Ed ecco che, come da tradizione fantozziana, l’uragano prende forma ed ha anche un nome: si chiama Franco Rossi e di lavoro fa il presidente di Eroica. Lo si incontra per caso, sulla strada, appena prima dell’attacco di quella che è la vera salita del Grand Tour: nove chilometri belli tosti che ci portano a Casciano di Murlo, dove riceverò l’ultimo timbro sul mio libro di viaggio. Capisco subito che tra Franco, Andrea e Jacopo c’è una amicizia di lunga data, perché si prendono a schiaffi durante tutta la salita e non c’è verso che uno di loro molli un metro. Talmente di lunga data che a un certo punto, alla seconda birretta rigenerante, mi rendo conto che sarà impossibile arrivare a destinazione entro la serata. «Si cena insieme, ho deciso! E si aprono un paio di bottiglie di vino di quello buono». E a Franco non si può mai, ma proprio mai, dire di no. 

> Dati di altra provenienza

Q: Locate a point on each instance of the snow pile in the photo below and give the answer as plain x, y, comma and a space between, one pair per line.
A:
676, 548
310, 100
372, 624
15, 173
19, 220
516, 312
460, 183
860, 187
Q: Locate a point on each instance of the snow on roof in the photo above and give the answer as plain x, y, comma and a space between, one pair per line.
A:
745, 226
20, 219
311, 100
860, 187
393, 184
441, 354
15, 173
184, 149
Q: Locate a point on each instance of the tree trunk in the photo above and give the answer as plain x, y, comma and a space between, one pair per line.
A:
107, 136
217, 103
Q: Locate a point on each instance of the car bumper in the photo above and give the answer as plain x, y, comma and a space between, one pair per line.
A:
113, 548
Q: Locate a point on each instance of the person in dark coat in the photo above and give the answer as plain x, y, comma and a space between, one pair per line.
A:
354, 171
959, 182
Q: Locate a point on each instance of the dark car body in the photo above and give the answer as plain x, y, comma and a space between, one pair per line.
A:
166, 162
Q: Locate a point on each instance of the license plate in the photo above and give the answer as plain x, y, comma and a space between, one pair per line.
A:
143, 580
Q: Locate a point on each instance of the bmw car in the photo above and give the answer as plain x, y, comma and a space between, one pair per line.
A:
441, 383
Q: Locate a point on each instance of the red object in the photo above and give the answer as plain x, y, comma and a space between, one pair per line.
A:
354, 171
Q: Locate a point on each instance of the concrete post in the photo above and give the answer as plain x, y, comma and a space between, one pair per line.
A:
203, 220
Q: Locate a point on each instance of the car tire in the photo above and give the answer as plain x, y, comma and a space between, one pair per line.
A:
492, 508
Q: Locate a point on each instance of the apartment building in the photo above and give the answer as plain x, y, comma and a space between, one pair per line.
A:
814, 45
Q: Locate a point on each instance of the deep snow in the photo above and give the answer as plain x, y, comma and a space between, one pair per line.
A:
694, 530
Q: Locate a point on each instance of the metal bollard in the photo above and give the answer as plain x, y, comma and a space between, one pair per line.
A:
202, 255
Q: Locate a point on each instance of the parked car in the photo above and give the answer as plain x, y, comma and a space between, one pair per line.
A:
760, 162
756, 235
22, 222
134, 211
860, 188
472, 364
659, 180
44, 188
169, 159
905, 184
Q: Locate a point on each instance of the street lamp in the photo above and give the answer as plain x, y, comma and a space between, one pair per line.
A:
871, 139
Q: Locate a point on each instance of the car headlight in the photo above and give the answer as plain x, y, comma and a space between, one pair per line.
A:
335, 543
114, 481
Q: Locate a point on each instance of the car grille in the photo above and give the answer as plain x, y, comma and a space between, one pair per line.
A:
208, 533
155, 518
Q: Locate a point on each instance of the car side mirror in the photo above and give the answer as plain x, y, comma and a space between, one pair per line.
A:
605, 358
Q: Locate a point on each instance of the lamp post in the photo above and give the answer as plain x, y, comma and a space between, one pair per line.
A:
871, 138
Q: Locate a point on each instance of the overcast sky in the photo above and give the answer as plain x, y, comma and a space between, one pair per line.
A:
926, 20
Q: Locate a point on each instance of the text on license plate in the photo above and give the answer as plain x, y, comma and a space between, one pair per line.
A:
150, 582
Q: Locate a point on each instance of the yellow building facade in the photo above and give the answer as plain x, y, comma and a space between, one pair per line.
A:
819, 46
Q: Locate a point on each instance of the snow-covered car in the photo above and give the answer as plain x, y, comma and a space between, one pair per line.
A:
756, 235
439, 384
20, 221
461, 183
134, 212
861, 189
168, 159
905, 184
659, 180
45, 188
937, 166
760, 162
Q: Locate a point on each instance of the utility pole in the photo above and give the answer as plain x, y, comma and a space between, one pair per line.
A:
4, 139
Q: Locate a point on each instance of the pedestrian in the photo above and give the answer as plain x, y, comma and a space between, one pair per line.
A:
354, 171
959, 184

Non ho grossi problemi di tempo, posso tranquillamente tornare a casa anche il giorno dopo e poi mi ripeto come un mantra che sono le cose inaspettate a rendere unica un’esperienza.  Ed in effetti chi si poteva immaginare il cerchio alla testa di domenica mattina, quando invece sarei dovuto essere già a casa a scrivere le parole che state leggendo? Un litro d’acqua a stomaco vuoto rimette tutto in ordine e così siamo pronti per affrontare gli ultimi 30 chilometri, con lo skyline di Siena così vicino che sembra di poterlo toccare solo allungando il braccio. Qualche strada bianca, un po’ di su e giù, e la tappa finale si trasforma in quella che definirei una perfetta recovery ride prima del pranzo domenicale.
È tempo di pacche sulle spalle, sorrisi e promesse di futuri incontri, probabilmente già in occasione della prossima Nova Eroica, poco distante in linea d’aria. Salgo in macchina e riparto. Io non so chi di voi abbia mai fatto un appuntamento al buio. Ma se trovate gente come Jacopo e Andrea, e l’invito viene dalla curiosa e sconosciuta Val di Merse, beh, accettatelo. Senza se e senza ma.